6. To accept the argument of the learned Counsel for the petitioner is to incorporate the definition of the term building in the Madras Buildings (Lease and Rent Control) Act, 1960 into the Madras City Municipal Corporation Act, 1919, while the statute itself has not done so. Why the statute has not done so can be easily understood from the fact that under Section 100 of the Madras City Municipal Corporation Act, 1919, property tax is payable in respect of buildings not only in the occupation of the tenants but also in the occupation of the owners. Therefore, whether a building is let or not is wholly immaterial and irrelevant for the purpose of liability to pay property tax under the Madras City Municipal Corporation Act, 1919. Hence that a portion of a building is capable of being let out and has been so let out and subsequently remained vacant is wholly irrelevant for the purpose of levy of property tax under the Madras City Municipal Corporation Act, 1919 and consequently for the purpose of remission under Section 105 of the Act. Therefore, irrespective of any consideration of hardship or injustice on which great stress was laid by the learned Counsel for the petitioner on the language of Section 105 and with reference to the definition of the term ' building ' occurring in Section 3 (4) of the City Municipal Act, 1919, it must be held that the owner of a building is entitled to a remission of the property tax only if the building remains wholly vacant or unlet; and if any portion of the building is in occupation or let out then the provisions of Section 105 of the Madras City Municipal Corporation Act, 1919 are not attracted and the owner of the building is not entitled to any remission. Consequently I am unable to accept the second contention of the learned Counsel.

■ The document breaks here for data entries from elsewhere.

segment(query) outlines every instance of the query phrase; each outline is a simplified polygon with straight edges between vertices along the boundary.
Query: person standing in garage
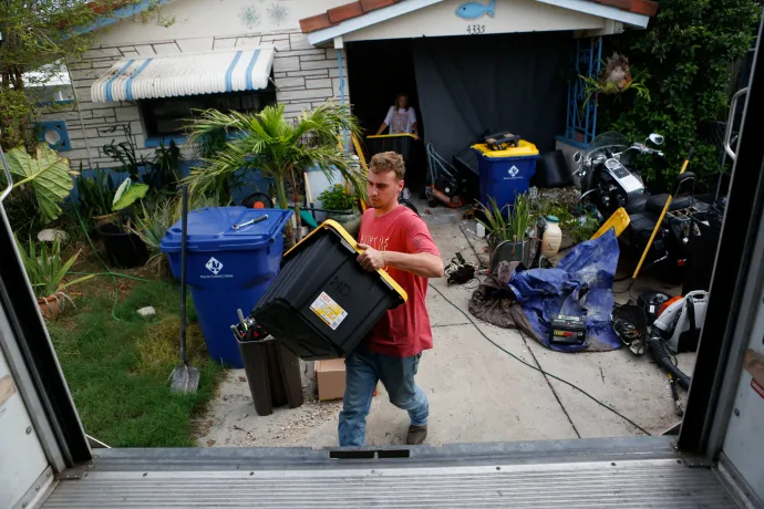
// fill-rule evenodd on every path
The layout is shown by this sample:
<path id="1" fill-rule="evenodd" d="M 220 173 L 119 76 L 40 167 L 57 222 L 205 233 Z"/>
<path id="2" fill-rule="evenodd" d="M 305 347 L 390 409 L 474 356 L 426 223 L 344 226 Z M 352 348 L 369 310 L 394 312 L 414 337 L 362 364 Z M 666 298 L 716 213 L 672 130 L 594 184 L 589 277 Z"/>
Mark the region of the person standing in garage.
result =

7. As far as the first contention is concerned, no doubt the Corporation authorities would have been well advised in informing the petitioner, before taking any coercive steps that she was not entitled to any remission of the tax, and certainly the conduct of the Corporation authorities cannot be commended from any point of view At the same time I am of the view, that no purpose will be served by giving an opportunity to the petitioner in the context of the facts of this case. With regard to the facts, it is admitted that the portion in the occupation of M/s Sarathi Films is part of the main building, though a small part. Consequently with reference to the claim for remission under Section 105 of the Act, there is no point of fact to be enquired into or investigated for the purpose of arriving at a decision whether the petitioner is entitled to remission of property tax or not. Hence I am not satisfied that any case has been made for directing the Corporation authorities now to give an opportunity to the petitioner before taking or enforcing their decision that the petitioner is not entitled to the vacancy remission because the vacancy that occurred was only a partial vacancy. Under these circumstances the writ petition fails and is dismissed. There will be no order as to costs.